Carrots contain several health benefits from their antioxidant, vitamin, and mineral content ranging from anti-inflammatory, anti-cancer and cardiovascular benefits due to the antioxidants.
Carrots are a favorite vegetable to grab for a quick snack. They’re considered a root vegetable, growing in the ground and come in a variety of colors such as purple, orange, yellow, red, and white. Crunchy, slightly sweet, and juicy, carrots are great to use in savory and sweet dishes.
How to Use:
Use as you would any other vegetable. Enjoy them in a variety of ways like roasting, steaming, pureeing into soups, chopping raw in salads, and slaws. They can alos be used in pancakes, breads, muffins, cakes, juices, and smoothies.
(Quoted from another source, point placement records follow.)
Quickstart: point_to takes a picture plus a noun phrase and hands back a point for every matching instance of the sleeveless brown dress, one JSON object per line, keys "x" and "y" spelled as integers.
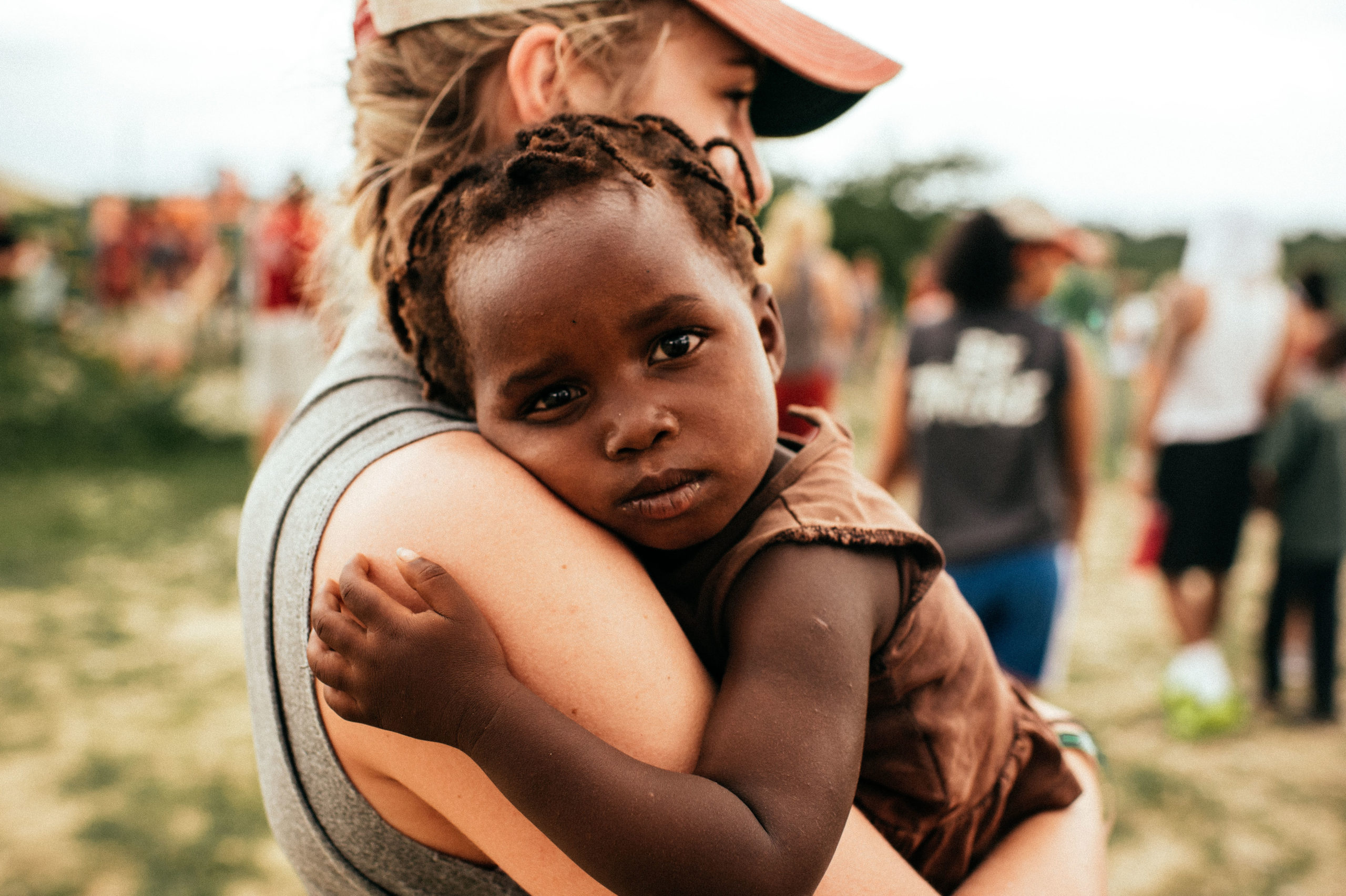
{"x": 953, "y": 757}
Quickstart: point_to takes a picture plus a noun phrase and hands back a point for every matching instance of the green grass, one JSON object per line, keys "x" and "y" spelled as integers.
{"x": 52, "y": 517}
{"x": 126, "y": 755}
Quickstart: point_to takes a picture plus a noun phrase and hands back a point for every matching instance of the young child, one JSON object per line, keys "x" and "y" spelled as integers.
{"x": 1302, "y": 459}
{"x": 592, "y": 295}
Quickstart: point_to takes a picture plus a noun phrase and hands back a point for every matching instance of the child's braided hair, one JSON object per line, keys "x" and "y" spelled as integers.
{"x": 547, "y": 160}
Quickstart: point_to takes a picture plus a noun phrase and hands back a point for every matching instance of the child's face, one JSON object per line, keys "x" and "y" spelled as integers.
{"x": 623, "y": 362}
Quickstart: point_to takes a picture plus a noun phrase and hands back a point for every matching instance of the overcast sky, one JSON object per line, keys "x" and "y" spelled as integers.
{"x": 1142, "y": 115}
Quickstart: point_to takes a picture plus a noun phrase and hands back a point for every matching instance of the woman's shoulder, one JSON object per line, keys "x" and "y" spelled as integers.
{"x": 453, "y": 482}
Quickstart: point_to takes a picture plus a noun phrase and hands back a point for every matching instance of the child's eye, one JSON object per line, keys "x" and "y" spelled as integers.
{"x": 675, "y": 346}
{"x": 555, "y": 397}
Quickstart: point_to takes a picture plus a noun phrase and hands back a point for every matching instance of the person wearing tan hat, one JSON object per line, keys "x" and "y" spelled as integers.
{"x": 369, "y": 465}
{"x": 995, "y": 408}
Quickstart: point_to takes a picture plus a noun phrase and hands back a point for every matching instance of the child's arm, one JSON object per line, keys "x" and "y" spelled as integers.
{"x": 780, "y": 759}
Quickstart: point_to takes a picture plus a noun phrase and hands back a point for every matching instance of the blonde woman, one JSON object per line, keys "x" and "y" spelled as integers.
{"x": 366, "y": 465}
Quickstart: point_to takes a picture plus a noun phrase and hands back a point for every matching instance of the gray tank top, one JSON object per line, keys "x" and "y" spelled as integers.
{"x": 365, "y": 404}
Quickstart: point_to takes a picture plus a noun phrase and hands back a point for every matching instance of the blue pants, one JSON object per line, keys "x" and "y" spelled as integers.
{"x": 1015, "y": 595}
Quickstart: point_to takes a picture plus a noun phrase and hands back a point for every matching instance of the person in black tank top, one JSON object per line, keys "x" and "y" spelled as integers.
{"x": 993, "y": 408}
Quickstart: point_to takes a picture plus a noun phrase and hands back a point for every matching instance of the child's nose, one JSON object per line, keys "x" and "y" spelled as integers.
{"x": 635, "y": 431}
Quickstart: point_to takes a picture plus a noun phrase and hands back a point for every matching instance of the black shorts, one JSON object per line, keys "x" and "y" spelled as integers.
{"x": 1207, "y": 489}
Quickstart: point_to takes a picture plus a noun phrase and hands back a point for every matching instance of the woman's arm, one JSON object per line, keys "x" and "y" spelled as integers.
{"x": 1078, "y": 434}
{"x": 599, "y": 646}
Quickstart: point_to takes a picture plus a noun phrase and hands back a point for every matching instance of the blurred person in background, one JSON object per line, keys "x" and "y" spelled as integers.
{"x": 284, "y": 347}
{"x": 871, "y": 303}
{"x": 818, "y": 301}
{"x": 1301, "y": 466}
{"x": 1131, "y": 330}
{"x": 995, "y": 409}
{"x": 8, "y": 253}
{"x": 1311, "y": 321}
{"x": 116, "y": 249}
{"x": 1217, "y": 365}
{"x": 928, "y": 302}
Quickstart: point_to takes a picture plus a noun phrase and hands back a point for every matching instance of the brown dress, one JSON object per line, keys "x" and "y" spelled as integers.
{"x": 953, "y": 755}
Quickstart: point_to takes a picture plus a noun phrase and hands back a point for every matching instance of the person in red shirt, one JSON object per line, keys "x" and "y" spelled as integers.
{"x": 284, "y": 349}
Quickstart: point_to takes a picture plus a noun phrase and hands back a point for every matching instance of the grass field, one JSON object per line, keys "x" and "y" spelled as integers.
{"x": 126, "y": 755}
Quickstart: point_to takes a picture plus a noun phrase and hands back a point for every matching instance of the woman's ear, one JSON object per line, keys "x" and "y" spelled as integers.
{"x": 769, "y": 327}
{"x": 534, "y": 75}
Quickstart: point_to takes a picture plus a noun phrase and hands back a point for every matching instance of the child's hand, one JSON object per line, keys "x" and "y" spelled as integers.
{"x": 434, "y": 676}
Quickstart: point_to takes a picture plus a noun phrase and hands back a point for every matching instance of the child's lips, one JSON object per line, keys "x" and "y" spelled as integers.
{"x": 665, "y": 496}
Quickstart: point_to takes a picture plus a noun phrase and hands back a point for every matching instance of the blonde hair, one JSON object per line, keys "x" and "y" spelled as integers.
{"x": 423, "y": 105}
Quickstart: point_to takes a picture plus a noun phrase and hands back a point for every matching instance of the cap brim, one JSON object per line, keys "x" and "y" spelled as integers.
{"x": 812, "y": 73}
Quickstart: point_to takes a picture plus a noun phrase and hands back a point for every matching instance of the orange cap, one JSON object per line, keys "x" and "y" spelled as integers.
{"x": 809, "y": 77}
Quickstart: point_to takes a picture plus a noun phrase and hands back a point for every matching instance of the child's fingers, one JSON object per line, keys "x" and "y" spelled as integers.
{"x": 366, "y": 601}
{"x": 328, "y": 601}
{"x": 338, "y": 631}
{"x": 326, "y": 664}
{"x": 431, "y": 582}
{"x": 344, "y": 705}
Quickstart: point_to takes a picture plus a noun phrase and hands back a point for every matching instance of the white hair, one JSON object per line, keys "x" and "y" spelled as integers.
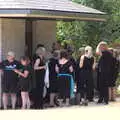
{"x": 98, "y": 51}
{"x": 88, "y": 51}
{"x": 41, "y": 50}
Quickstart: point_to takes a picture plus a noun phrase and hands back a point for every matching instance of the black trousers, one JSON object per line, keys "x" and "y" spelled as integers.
{"x": 104, "y": 94}
{"x": 38, "y": 97}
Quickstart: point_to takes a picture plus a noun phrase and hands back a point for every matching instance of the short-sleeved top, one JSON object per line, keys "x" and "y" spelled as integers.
{"x": 26, "y": 68}
{"x": 88, "y": 63}
{"x": 106, "y": 63}
{"x": 8, "y": 68}
{"x": 64, "y": 69}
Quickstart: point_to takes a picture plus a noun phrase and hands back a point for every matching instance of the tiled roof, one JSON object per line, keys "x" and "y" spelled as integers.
{"x": 50, "y": 5}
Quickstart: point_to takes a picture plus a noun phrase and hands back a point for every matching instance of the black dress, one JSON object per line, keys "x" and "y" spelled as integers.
{"x": 105, "y": 75}
{"x": 53, "y": 75}
{"x": 38, "y": 91}
{"x": 77, "y": 75}
{"x": 86, "y": 84}
{"x": 64, "y": 81}
{"x": 10, "y": 78}
{"x": 24, "y": 83}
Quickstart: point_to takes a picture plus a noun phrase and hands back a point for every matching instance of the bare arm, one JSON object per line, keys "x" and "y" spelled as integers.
{"x": 36, "y": 65}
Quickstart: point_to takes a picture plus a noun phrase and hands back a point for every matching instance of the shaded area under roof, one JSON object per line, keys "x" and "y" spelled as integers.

Nutrition Stripped recipes include Carrot Cake Tahini Pancakes, Roasted Carrots with tahini drizzle, and juices!
Nutrient Breakdown of Carrots:
*per 1 cup (128g)
Fiber | 1 cup of carrots contains 4g fiber
Carbohydrates | 1 cup of carrots contains 12g carbohydrates
Vitamin A | 428% DV
Vitamin C | 13% DV
Vitamin K | 21% DV
Vitamin B6 | 9% DV
Potassium | 12% DV
Manganese | 9% DV
Antioxidants | carotenoids (alpha and beta-carotene), anthocyanidins.
Carrots have also been known for their impact on protecting our vision and overall eye health, this is due to the vitamin A and carotenoids.
Where to Purchase:
Health food stores, grocery stores, or farmers markets.
Tips and Tricks:
Cooking and heating carrots actually increase the carotenoids found in this root vegetable. Unlike most vegetables where I would recommend eating them raw as much as possible to get the maximum amount of nutrition — especially vitamin C, carrots, and tomatoes, and some cruciferous vegetables actually increase in nutrition when cooked.
Ever turn orange from eating too many carrots? This is actually common in my fellow veg-loving’ friends and not dangerous! It’s called carotenodermia, which happens when you eat very large amounts of carotene-rich foods that result in a yellowish discoloration of the skin or the “golden glow.” Carotenodermia isn’t associated with any health problems and clears after your slow down on eating carotene-rich foods.